Faced with such serious human rights violations by EU member states, it is difficult to understand why the European Commission has not yet acted more swiftly and strongly

The EU’s executive body certainly has considerable powers to do so. It can initiate infringement proceedings against any of the 27 member states whose policies or practices are contrary to EU law, including the Race Equality Directive.

In other fields of EU law, the Commission is not so reluctant to use these powers. In fact, it opens hundreds of infringement proceedings every year ranging from environmental issues and taxation to the internal market and transport. Some proceedings even concern failures to transpose the Race Equality Directive into national laws. Nevertheless, not a single proceeding has been carried out to date against member states whose polices or practices are discriminatory against the Roma, or indeed any other ethnic group.

By refraining from taking strong action the EU institutions are failing to hold Member States accountable for how they treat Roma people. In 2010, for instance, the Commission backed off from an initial threat to open an infringement proceeding against France for its policy of specifically targeting Roma with forced evictions and of returning them to their countries of origin. On 14 March 2013, the French Minister of Interior, Manuel Valls, publicly confirmed that the policy of evicting informal Romani settlements will be pursued without clarifying how safeguards against forced evictions will be implemented.
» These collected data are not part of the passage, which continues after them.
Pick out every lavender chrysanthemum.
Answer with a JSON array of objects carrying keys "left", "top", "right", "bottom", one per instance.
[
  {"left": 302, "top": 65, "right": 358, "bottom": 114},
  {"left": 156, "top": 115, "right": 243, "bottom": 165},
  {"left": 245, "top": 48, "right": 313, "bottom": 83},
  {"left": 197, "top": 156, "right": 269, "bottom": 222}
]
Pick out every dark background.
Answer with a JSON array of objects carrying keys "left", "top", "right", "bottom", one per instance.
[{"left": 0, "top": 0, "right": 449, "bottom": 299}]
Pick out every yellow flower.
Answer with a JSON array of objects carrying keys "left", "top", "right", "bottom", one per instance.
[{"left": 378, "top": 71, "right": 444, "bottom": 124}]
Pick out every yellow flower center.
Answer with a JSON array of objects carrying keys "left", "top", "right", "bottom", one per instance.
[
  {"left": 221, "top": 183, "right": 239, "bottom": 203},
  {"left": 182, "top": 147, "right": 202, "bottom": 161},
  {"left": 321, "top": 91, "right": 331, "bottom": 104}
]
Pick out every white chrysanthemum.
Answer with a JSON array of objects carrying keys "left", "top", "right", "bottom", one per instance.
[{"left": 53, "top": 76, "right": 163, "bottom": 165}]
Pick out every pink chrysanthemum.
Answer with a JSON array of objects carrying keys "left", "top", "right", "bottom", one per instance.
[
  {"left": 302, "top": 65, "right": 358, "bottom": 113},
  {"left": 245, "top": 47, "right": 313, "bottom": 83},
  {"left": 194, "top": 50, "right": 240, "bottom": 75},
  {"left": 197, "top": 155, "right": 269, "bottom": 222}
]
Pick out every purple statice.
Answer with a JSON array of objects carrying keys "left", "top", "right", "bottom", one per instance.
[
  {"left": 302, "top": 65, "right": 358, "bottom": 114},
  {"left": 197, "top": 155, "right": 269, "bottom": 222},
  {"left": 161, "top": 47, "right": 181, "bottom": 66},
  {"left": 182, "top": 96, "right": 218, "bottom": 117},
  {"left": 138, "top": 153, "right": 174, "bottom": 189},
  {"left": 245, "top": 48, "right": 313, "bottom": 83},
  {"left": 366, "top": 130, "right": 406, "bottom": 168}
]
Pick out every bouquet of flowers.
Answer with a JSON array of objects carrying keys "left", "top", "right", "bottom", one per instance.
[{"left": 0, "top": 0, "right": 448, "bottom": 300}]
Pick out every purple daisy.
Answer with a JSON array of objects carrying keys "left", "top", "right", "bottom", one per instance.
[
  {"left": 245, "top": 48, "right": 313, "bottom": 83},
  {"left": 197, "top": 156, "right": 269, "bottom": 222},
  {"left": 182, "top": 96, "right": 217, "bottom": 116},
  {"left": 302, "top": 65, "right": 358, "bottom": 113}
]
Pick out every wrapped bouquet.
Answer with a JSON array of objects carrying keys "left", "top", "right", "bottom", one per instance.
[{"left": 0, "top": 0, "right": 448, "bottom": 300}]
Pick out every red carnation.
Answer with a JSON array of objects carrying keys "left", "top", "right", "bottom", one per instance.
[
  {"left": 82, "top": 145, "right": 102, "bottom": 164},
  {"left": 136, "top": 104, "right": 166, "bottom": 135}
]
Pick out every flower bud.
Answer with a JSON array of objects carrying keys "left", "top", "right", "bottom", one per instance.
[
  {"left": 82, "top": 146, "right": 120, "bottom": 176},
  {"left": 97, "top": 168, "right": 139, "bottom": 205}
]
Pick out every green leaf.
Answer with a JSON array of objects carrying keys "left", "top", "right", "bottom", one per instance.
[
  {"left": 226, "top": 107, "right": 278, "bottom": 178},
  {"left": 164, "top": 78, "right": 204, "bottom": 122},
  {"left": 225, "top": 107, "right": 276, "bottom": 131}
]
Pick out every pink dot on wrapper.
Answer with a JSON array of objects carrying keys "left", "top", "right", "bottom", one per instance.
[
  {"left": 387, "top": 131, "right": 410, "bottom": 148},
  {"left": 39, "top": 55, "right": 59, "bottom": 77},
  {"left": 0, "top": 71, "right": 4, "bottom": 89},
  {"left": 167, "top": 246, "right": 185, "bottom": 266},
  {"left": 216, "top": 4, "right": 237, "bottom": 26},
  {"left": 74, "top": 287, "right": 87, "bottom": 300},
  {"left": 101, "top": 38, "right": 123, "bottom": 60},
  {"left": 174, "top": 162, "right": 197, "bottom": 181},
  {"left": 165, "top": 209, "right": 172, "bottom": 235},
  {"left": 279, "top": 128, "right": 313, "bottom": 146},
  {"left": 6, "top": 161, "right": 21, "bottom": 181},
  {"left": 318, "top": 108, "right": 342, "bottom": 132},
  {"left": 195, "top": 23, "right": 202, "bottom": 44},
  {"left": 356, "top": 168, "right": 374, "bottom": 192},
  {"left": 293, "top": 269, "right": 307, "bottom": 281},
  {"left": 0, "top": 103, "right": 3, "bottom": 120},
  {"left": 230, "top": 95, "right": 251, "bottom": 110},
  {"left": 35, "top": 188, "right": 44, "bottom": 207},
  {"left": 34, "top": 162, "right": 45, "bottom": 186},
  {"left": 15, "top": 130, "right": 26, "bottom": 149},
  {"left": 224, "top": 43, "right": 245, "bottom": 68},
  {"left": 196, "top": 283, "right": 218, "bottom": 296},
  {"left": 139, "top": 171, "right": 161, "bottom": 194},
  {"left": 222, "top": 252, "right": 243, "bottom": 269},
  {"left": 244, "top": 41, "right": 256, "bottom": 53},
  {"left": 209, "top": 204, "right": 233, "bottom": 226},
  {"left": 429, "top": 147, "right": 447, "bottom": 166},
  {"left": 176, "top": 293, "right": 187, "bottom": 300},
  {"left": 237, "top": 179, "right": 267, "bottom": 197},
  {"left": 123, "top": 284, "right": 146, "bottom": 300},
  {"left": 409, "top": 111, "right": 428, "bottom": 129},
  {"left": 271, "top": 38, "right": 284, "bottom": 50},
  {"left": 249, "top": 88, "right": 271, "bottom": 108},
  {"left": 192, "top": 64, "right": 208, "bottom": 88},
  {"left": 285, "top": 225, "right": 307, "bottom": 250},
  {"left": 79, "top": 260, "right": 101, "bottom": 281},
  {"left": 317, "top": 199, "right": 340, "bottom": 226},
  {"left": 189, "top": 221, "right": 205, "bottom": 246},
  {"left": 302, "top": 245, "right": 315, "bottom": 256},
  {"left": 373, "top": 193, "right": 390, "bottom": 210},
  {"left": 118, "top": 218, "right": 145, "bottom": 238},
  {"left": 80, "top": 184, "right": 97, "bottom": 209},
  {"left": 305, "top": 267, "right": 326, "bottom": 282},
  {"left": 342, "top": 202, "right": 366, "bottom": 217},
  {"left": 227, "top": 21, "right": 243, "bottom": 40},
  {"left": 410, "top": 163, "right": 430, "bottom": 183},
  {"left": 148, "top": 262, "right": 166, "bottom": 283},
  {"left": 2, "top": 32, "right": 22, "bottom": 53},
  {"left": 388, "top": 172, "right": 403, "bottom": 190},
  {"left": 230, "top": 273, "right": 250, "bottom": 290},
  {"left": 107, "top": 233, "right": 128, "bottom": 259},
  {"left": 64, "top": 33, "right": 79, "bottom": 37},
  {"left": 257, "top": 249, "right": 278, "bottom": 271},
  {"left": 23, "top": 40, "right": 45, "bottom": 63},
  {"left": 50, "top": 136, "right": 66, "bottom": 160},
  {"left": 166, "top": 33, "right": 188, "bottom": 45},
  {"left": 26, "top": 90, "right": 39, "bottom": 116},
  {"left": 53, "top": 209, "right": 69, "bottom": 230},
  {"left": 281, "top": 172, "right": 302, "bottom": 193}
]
The Commission must start using all the instruments at its disposal to tackle the multiple forms of discrimination, racism and other human rights violations experienced by the Roma in Europe, including by firmly holding EU Member States accountable for violating EU anti-discrimination law.

The EU prides itself on being “founded on the principles of liberty, democracy, respect for human rights and fundamental freedoms”, but daily experiences of discrimination against Roma starkly show that the EU has yet to translate these principles into reality for one of Europe’s largest ethnic minorities. “It’s about Europe. It’s about you” must hold true for all in Europe - including Roma.